Health Care Needs a Dose of Competition

October 4, 2005 • Commentary

Hurricane Katrina has brought to the fore the strengths and weaknesses of America’s health care delivery system. Millions of individual Americans, acting on their own initiative, rushed to meet the dire need Katrina created. Those efforts include providers rushing to assist in person, as well as charitable contributions made by those who never left home. In contrast, the response of government has been alarmingly slow and has even thwarted private efforts.

Why the discrepancy? Entrepreneurs and private charities often respond much faster than government because they are more agile and flexible. Just as important, they avoid wasting valuable resources, allowing help to go where it’s needed the most.

These considerable advantages emerge from the fact that government must follow cumbersome rules, and that individuals are more careful with their own resources than with other people’s. There is a lesson here for America’s daily struggle with how to make health care more accessible.

In many sectors of the economy, market competition consistently improves quality while reducing costs. Health care is an exception, but not because competition cannot work. In fact, the recent rise in cash‐​paying patients traveling abroad for medical care shows that market competition makes even urgent, high‐​cost acute care more affordable.

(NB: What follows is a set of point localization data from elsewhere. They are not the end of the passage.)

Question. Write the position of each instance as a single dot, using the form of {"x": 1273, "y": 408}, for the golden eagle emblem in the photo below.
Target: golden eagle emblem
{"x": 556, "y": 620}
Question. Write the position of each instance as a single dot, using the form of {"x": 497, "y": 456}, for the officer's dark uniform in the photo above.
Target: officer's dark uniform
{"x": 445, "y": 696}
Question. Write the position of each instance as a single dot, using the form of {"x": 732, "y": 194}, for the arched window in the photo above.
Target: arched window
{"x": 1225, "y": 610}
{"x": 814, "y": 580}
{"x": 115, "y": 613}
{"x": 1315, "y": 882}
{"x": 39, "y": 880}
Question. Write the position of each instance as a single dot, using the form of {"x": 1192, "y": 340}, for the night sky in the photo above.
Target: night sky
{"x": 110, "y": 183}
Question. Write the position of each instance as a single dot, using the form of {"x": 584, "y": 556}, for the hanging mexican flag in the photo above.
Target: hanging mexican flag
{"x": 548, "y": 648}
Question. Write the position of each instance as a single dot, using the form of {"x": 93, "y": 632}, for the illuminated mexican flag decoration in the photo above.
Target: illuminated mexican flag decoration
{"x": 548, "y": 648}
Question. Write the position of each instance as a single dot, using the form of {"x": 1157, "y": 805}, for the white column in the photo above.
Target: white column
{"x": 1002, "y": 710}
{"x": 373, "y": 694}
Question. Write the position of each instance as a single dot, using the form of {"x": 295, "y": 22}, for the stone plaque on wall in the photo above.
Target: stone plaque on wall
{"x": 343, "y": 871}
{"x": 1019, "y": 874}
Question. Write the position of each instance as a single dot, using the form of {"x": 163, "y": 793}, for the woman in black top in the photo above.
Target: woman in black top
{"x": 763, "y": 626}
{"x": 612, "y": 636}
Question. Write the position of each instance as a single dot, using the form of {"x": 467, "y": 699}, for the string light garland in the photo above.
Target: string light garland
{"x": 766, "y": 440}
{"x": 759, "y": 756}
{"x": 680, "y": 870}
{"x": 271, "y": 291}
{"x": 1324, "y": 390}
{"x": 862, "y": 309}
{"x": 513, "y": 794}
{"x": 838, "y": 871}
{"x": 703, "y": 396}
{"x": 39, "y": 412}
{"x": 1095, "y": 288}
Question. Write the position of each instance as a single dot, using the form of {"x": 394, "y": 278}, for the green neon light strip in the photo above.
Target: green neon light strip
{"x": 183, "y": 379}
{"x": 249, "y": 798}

Rather, health care is an exception because market competition is not allowed to work. Market competition requires three key elements: (1) a large pool of actual and potential producers with new ideas; (2) consumers who are free to choose different products; and (3) consumers who weigh the costs and benefits of those products. At every turn, government tax, spending, and regulatory policies thwart these necessary conditions of a free market.

To mention just one example, heavy government subsidies (through programs such as Medicare and Medicaid) and tax penalties (for workers who do not let an employer purchase their health care) discourage patients from weighing costs against benefits. As a result, Americans pay for more of their medical care through third parties (86 percent) than patients in 17 other advanced countries, including Canada.

Time and again, free markets have proven an effective framework for making products of ever‐​increasing quality available to an ever‐​increasing number of consumers. To make high‐​quality care available to more Americans, we need reform that will allow markets to work in health care. That should include:

  • More flexible health savings accounts.
    Though promising, this new health insurance option is too restrictive. Congress should create large HSAs that are more flexible and give workers ownership of all their health care dollars and decisions.
  • Injecting choice, competition, and ownership into Medicare.
    This federal program for the elderly engenders enormous waste and will soon impose a crushing tax burden unless we act soon. Congress should give seniors greater choice of health plans, and allow workers to save their Medicare taxes in personal accounts for their health care needs in retirement.
  • Reforming Medicaid as Congress reformed welfare.
    This federal‐​state program for the poor creates the same harmful incentives as the welfare system Congress reformed in 1996. Those reforms should be applied to Medicaid.
  • Health insurance deregulation.
    Costly state regulations make health insurance too expensive for many, and each state prohibits the purchase of coverage licensed in other states. Congress should tear down those barriers.
  • Provider deregulation.
    Regulation of medical professionals (e.g., licensing, scope‐​of‐​practice, and telemedicine laws) and facilities (e.g., certificate‐​of‐​need laws) restrict the availability of medical care, particularly for the poor. Those laws should be relaxed.
  • Competitive certification of medical technologies.
    Private markets already certify the effectiveness of secondary uses of drugs, and faster than the FDA does. That same process should be put to work for initial uses of drugs and medical devices.
  • Letting patients and providers negotiate malpractice protections.
    Patients can choose different levels of malpractice protection by going abroad for care. They should be able to have the same choice at home.

Though not comprehensive, these reforms would go a long way toward improving the quality and convenience of medical services, while making care more accessible.

People are suffering in the wake of Katrina. But others suffer every day because our health care system is not what it should be. The gains are there to be had. We must build the will.